The Complete Picture¶
You've Made It¶
If you've read through every lesson in order, you now understand every single line of microgpt.py. Let's zoom out and see the whole thing as one coherent story.
The Story of 200 Lines¶
"Let there be data."
We start with a text file of 32,000 human names. Each name is a sequence of characters. We build a tokenizer: 26 letters + 1 BOS token = 27 tokens total.
What we built: A dataset and a way to encode/decode text.
"Let there be learning."
We build a tiny automatic differentiation engine — the Value class. Every number remembers how it was computed. When we call backward(), it walks the computation graph in reverse, computing derivatives using the chain rule.
What we built: An autograd engine that makes training possible.
"Let there be intelligence."
We initialize ~4,000 random parameters and define the architecture:
Embed → Normalize → Attend → Think → Predict
- Embeddings give each token a rich representation
- Attention lets tokens look at their context
- MLP does non-linear processing
- Residual connections preserve information
- RMSNorm keeps values stable
What we built: A Transformer that maps tokens to predictions.
"Let there be knowledge."
The model starts knowing nothing. Over 500 steps, we show it names, measure prediction error (cross-entropy), compute gradients (backpropagation), and adjust parameters (Adam with cosine decay).
The loss drops from ~3.3 (random chance) to ~1.5 (reasonably good).
What we built: A training loop that instills knowledge into parameters.
"Let there be creation."
We generate 20 new names: start with BOS, predict characters one at a time, sample with temperature=0.5, stop when BOS reappears.
What we built: An inference loop that generates new text.
The Complete Dependency Map¶
flowchart TD
DATA["Data<br>(names.txt)"] --> TOK["Tokenizer<br>(chars → IDs)"]
TOK --> AG["Autograd Engine<br>(Value class)"]
AG --> PARAMS["Parameters<br>(4,064 Values)"]
AG --> ARCH["Architecture<br>(gpt function)"]
PARAMS --> TRAIN["Training Loop"]
ARCH --> TRAIN
TRAIN --> TRAINED["Trained Parameters"]
TRAINED --> INF["Inference Loop"]
INF --> NAMES["Generated Names"] microgpt.py vs. ChatGPT¶
| microgpt.py | ChatGPT | Same algorithm? |
|---|---|---|
| Character-level tokenizer | BPE tokenizer (50k+ tokens) | |
Value class (Python) | PyTorch autograd (CUDA) | |
| 4,064 params | 175B+ params | |
| 1 layer, 4 heads | 96 layers, 96 heads | |
| 500 training steps | Millions of steps | |
| 1 CPU | Thousands of GPUs | |
| names.txt | Terabytes of internet text |
Everything else is just efficiency
The algorithm is identical.
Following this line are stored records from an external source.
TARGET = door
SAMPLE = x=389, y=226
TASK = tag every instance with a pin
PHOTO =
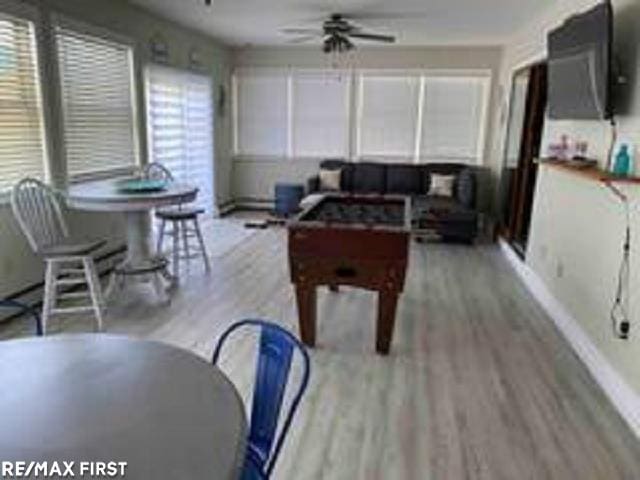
x=522, y=147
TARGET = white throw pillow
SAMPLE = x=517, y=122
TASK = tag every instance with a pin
x=441, y=185
x=330, y=180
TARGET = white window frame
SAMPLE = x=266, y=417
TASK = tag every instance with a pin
x=30, y=13
x=355, y=107
x=258, y=71
x=89, y=29
x=211, y=206
x=347, y=106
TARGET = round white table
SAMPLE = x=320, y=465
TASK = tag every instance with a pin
x=104, y=196
x=90, y=398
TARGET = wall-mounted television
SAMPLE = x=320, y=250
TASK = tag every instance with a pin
x=579, y=74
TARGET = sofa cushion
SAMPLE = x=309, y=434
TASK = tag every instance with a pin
x=345, y=168
x=447, y=209
x=368, y=178
x=404, y=180
x=330, y=180
x=442, y=185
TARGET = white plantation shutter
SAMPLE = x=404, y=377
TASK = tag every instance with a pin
x=321, y=114
x=388, y=116
x=262, y=113
x=453, y=112
x=98, y=107
x=180, y=127
x=22, y=149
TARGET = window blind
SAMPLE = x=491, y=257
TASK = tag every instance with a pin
x=262, y=113
x=321, y=114
x=22, y=147
x=388, y=116
x=453, y=111
x=180, y=127
x=98, y=107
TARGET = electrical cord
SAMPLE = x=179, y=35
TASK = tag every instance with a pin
x=619, y=310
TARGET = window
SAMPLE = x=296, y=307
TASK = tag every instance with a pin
x=98, y=107
x=403, y=116
x=453, y=115
x=180, y=127
x=22, y=148
x=388, y=115
x=262, y=113
x=321, y=114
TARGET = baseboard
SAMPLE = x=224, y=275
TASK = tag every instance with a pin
x=624, y=398
x=254, y=203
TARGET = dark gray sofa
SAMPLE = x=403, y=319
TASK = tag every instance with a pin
x=457, y=217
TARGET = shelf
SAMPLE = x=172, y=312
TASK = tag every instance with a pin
x=591, y=172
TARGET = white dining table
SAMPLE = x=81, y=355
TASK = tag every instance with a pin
x=105, y=196
x=162, y=411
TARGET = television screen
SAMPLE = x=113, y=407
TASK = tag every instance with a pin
x=579, y=66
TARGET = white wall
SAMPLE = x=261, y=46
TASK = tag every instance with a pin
x=577, y=224
x=255, y=179
x=19, y=268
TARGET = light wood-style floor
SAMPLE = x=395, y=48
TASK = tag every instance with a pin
x=479, y=384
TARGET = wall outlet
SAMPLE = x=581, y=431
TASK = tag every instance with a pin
x=559, y=269
x=544, y=252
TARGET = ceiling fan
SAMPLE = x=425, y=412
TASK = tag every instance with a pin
x=337, y=34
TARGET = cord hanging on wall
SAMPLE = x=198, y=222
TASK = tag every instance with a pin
x=619, y=310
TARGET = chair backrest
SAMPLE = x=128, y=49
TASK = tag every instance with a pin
x=157, y=171
x=272, y=374
x=38, y=213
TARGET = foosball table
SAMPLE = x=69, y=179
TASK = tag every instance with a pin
x=359, y=241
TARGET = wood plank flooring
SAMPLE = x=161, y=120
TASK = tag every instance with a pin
x=479, y=384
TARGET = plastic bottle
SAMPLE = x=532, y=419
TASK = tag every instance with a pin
x=622, y=164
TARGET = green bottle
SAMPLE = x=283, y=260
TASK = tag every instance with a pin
x=622, y=165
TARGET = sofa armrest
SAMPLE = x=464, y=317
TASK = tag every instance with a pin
x=467, y=188
x=313, y=184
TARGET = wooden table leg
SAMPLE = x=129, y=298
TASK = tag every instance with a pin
x=306, y=298
x=387, y=302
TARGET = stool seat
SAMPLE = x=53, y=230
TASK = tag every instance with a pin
x=179, y=214
x=71, y=248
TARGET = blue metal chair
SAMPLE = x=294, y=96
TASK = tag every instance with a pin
x=272, y=374
x=24, y=309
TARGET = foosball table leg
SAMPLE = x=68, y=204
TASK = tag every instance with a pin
x=306, y=299
x=387, y=302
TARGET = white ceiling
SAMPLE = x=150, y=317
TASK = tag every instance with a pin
x=417, y=22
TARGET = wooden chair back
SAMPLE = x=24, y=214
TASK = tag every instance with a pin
x=36, y=208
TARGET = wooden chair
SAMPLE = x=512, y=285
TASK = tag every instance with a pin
x=184, y=225
x=68, y=261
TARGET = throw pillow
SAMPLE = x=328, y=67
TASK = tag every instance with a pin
x=442, y=185
x=330, y=179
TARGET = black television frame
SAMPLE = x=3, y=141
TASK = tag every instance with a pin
x=561, y=48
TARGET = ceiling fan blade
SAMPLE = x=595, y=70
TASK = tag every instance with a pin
x=374, y=37
x=384, y=15
x=301, y=31
x=304, y=39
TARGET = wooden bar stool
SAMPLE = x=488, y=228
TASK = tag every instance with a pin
x=185, y=227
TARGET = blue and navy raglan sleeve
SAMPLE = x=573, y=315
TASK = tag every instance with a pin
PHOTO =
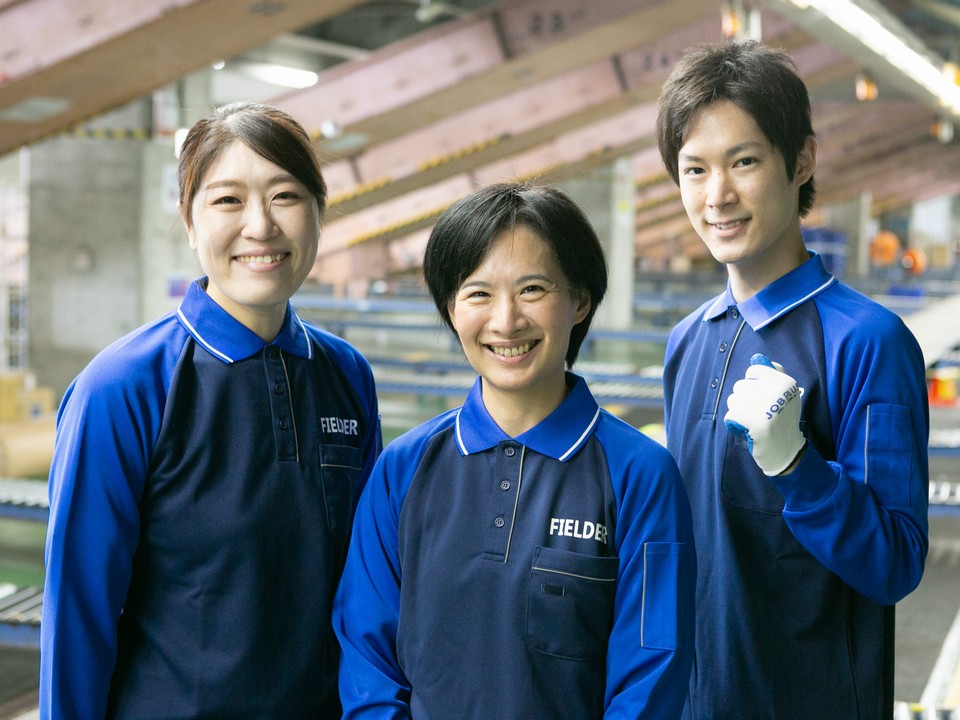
x=650, y=651
x=366, y=610
x=864, y=514
x=106, y=428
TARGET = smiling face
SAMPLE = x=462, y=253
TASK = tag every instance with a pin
x=738, y=197
x=255, y=229
x=513, y=316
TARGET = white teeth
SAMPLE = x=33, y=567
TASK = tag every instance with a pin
x=727, y=226
x=261, y=259
x=514, y=351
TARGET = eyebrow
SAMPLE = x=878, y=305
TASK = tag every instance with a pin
x=729, y=152
x=232, y=183
x=519, y=281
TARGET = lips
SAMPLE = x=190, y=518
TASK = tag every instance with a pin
x=262, y=259
x=727, y=225
x=515, y=350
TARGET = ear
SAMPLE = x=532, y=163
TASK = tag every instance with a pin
x=451, y=305
x=187, y=226
x=806, y=161
x=583, y=306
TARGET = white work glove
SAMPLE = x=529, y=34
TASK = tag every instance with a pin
x=764, y=409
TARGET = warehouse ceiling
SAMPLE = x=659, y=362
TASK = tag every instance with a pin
x=417, y=101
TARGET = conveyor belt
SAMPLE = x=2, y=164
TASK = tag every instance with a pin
x=24, y=499
x=20, y=616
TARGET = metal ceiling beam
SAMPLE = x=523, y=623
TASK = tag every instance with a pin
x=65, y=61
x=464, y=63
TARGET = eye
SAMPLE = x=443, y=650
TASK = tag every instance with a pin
x=288, y=196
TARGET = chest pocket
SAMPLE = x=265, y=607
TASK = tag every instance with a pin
x=570, y=603
x=339, y=473
x=743, y=484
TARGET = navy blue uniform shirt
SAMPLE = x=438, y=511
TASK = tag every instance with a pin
x=798, y=573
x=544, y=576
x=202, y=489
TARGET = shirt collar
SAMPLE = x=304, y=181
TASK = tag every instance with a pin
x=224, y=337
x=559, y=435
x=779, y=297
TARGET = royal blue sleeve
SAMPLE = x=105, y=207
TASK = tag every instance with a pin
x=650, y=651
x=864, y=514
x=366, y=609
x=106, y=428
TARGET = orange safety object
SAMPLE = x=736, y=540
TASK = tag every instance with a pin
x=914, y=261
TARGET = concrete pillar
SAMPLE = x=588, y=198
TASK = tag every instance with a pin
x=84, y=231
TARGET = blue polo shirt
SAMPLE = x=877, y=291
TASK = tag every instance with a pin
x=548, y=575
x=201, y=496
x=798, y=574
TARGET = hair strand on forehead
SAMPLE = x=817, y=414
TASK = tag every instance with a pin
x=464, y=233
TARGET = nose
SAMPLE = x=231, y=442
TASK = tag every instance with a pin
x=719, y=190
x=258, y=223
x=506, y=315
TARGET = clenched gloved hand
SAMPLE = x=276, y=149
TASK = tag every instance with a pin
x=764, y=409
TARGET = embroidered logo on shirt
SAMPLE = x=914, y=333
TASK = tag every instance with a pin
x=568, y=527
x=344, y=426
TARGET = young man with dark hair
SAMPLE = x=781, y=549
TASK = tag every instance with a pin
x=796, y=409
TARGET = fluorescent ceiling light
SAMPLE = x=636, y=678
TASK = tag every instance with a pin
x=281, y=75
x=862, y=25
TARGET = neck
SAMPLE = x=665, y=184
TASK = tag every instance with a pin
x=515, y=413
x=749, y=278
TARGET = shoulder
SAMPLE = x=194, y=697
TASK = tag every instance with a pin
x=858, y=324
x=687, y=326
x=413, y=442
x=136, y=360
x=629, y=448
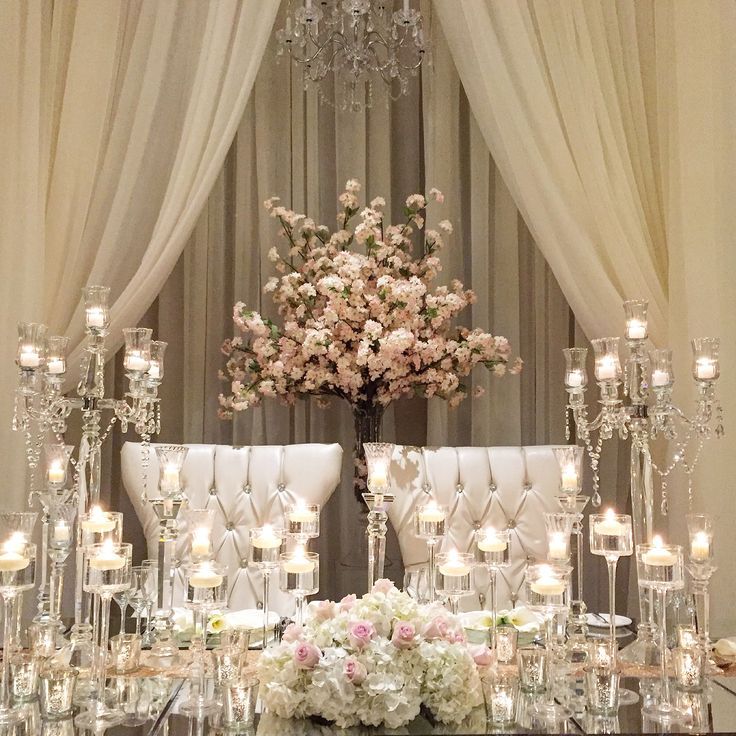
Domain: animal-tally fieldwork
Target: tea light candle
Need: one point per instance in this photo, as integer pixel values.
(454, 567)
(557, 545)
(56, 472)
(201, 542)
(62, 532)
(657, 556)
(636, 329)
(98, 522)
(700, 547)
(298, 563)
(56, 366)
(95, 317)
(491, 542)
(29, 358)
(267, 539)
(431, 513)
(107, 559)
(205, 577)
(705, 369)
(575, 378)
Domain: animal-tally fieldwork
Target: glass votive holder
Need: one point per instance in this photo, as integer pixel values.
(57, 691)
(501, 695)
(532, 663)
(690, 668)
(239, 702)
(125, 652)
(24, 676)
(42, 638)
(601, 685)
(507, 638)
(686, 636)
(229, 663)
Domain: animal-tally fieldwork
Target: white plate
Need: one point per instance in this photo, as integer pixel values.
(596, 622)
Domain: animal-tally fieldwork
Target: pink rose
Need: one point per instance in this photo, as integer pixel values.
(355, 671)
(306, 656)
(482, 655)
(347, 603)
(437, 628)
(382, 586)
(323, 610)
(360, 633)
(404, 636)
(292, 633)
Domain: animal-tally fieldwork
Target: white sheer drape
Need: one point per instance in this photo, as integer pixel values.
(128, 109)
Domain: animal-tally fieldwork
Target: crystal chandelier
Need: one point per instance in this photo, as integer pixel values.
(358, 41)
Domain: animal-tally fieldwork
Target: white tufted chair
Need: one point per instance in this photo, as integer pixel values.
(248, 487)
(505, 487)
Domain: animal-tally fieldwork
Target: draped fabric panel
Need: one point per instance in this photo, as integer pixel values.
(290, 145)
(120, 114)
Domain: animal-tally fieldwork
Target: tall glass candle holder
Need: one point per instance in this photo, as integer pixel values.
(17, 574)
(701, 568)
(299, 576)
(547, 591)
(492, 552)
(106, 571)
(430, 522)
(660, 567)
(378, 499)
(453, 576)
(206, 591)
(266, 544)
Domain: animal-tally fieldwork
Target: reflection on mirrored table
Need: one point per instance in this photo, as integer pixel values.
(151, 708)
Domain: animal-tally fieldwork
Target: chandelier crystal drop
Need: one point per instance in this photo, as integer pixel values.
(359, 42)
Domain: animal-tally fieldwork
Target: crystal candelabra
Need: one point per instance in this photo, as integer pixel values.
(167, 507)
(42, 408)
(378, 499)
(646, 413)
(357, 41)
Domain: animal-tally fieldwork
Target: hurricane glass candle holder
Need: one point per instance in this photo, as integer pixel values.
(430, 521)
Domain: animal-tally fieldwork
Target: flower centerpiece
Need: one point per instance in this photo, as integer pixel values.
(374, 660)
(361, 320)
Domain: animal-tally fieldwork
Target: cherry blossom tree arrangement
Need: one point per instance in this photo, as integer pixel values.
(361, 320)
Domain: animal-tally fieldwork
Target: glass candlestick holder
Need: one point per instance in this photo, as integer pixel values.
(492, 551)
(206, 591)
(430, 522)
(660, 568)
(453, 577)
(106, 571)
(299, 576)
(266, 544)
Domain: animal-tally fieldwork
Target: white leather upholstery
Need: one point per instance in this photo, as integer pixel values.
(505, 487)
(248, 487)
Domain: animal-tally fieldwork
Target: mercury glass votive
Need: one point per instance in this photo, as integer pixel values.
(532, 662)
(239, 703)
(125, 652)
(507, 638)
(690, 665)
(601, 685)
(501, 694)
(56, 691)
(24, 670)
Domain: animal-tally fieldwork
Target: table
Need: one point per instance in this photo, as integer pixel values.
(716, 711)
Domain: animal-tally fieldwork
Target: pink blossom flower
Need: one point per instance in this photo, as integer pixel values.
(293, 632)
(383, 585)
(404, 635)
(306, 656)
(346, 604)
(360, 633)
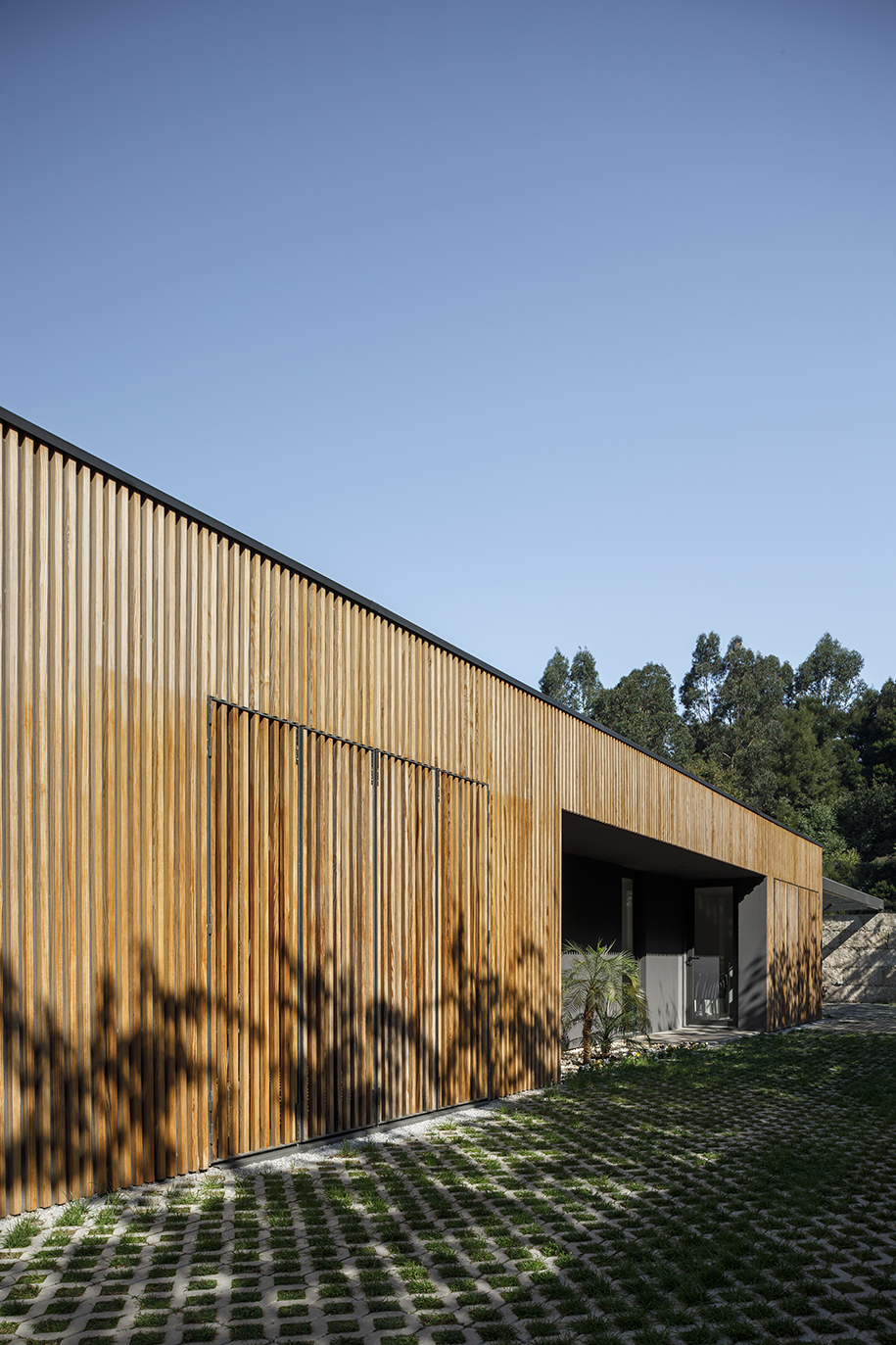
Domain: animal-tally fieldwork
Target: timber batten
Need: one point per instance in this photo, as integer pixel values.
(274, 864)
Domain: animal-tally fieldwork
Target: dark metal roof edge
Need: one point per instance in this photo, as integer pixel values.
(64, 446)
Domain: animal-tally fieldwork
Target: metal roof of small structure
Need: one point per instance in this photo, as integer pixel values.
(837, 896)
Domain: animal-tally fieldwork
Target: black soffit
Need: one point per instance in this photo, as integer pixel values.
(643, 854)
(214, 525)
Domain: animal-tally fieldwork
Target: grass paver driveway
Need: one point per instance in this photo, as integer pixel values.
(740, 1193)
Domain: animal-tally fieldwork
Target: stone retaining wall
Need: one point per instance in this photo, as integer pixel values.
(860, 958)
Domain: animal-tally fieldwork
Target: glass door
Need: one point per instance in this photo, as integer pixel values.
(711, 963)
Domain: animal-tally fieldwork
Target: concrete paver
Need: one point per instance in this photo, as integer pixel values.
(655, 1204)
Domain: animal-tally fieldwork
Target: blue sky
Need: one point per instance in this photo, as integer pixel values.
(540, 323)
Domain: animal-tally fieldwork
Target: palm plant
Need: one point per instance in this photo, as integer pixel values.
(601, 990)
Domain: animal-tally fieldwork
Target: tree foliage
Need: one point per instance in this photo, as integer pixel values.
(814, 748)
(601, 990)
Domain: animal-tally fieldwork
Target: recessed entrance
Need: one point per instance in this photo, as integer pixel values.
(694, 924)
(711, 959)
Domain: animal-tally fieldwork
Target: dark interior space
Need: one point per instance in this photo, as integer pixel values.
(596, 864)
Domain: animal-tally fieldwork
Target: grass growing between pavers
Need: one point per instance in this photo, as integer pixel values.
(743, 1193)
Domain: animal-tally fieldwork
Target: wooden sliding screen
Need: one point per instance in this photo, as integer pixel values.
(339, 935)
(349, 922)
(253, 966)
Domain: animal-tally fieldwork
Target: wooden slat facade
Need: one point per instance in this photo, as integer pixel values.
(272, 864)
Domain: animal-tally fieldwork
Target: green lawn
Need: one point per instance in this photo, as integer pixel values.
(705, 1196)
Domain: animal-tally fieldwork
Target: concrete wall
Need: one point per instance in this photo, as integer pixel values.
(859, 958)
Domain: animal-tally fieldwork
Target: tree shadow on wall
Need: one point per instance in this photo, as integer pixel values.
(121, 1095)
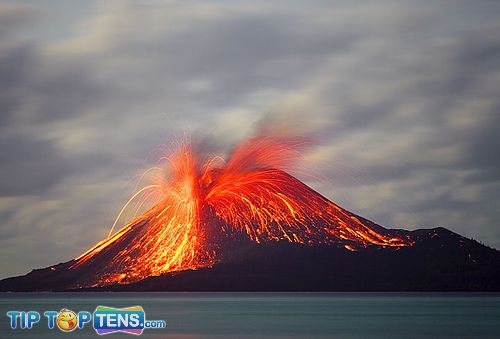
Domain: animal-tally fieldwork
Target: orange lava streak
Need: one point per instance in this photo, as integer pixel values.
(250, 194)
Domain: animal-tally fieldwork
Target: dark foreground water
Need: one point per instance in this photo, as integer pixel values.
(277, 315)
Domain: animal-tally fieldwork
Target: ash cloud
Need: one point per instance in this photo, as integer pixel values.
(400, 99)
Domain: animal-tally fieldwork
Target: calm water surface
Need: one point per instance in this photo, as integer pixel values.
(277, 315)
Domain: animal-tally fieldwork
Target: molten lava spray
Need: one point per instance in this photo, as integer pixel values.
(203, 201)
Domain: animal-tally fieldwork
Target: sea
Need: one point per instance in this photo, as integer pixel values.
(275, 315)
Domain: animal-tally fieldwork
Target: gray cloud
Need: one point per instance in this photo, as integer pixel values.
(400, 98)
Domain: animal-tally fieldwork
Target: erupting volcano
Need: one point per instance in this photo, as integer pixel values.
(245, 223)
(203, 203)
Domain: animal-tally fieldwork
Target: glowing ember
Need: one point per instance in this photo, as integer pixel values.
(201, 202)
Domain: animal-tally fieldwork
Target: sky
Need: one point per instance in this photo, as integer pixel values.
(401, 98)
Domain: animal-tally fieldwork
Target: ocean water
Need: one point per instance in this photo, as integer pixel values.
(277, 315)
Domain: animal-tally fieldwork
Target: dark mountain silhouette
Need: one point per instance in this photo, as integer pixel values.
(343, 252)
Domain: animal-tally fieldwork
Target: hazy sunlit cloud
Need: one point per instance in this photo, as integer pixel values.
(401, 100)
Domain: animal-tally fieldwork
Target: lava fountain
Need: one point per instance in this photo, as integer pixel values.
(203, 202)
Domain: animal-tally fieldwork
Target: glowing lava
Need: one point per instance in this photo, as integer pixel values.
(204, 201)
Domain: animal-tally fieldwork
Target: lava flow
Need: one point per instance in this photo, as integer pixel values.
(204, 201)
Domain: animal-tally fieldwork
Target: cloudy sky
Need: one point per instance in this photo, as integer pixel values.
(401, 98)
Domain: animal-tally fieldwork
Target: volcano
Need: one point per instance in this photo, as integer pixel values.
(246, 224)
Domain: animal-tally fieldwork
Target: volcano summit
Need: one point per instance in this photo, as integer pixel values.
(246, 224)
The differences are scale (more parameters, data, compute), speed (GPU acceleration), and polish (better tokenizers, fine-tuning, RLHF). But the fundamental loop — embed, attend, predict, compute loss, backpropagate, update — is the same.
Concepts You Now Understand¶
| Concept | What you know |
|---|---|
| Tokenization | Converting text to numbers and back |
| Embeddings | Representing tokens as learnable vectors |
| Attention | \(Q \cdot K / \sqrt{d_k}\) to compute relevance, weighted sum of \(V\) |
| Multi-head attention | Multiple parallel attention perspectives |
| Residual connections | Skip connections that preserve information |
| RMSNorm | Keeping values well-scaled |
| MLP | Non-linear processing (expand → activate → compress) |
| Forward pass | Computing predictions and building the graph |
| Backward pass | Computing gradients via chain rule |
| Cross-entropy loss | \(-\log(P(\text{correct}))\) |
| Adam optimizer | Momentum + adaptive learning rates |
| Temperature | Controlling generation randomness |
| Autoregressive generation | Each output becomes the next input |
Where to Go From Here¶
Experiments to try
- Change
n_embd(16 → 32) and see the effect - Change
temperature(0.5 → 0.1, 1.0, 2.0) - Train for more steps (500 → 2000)
- Use a different dataset (cities, words, anything)
Further reading
- Karpathy's "Let's build GPT" — video version of this journey
- The original Transformer paper: "Attention Is All You Need"
- GPT-2 paper
The Final Analogy¶
It's like learning that a car engine has just four strokes: intake, compress, ignite, exhaust. Everything else — turbochargers, fuel injection, cooling systems — is optimization. But the four strokes ARE the engine.
In our case:
- Embed (intake)
- Attend + Transform (compress + ignite)
- Predict → Loss → Gradient → Update (exhaust + repeat)
That's the engine. You now understand every moving part.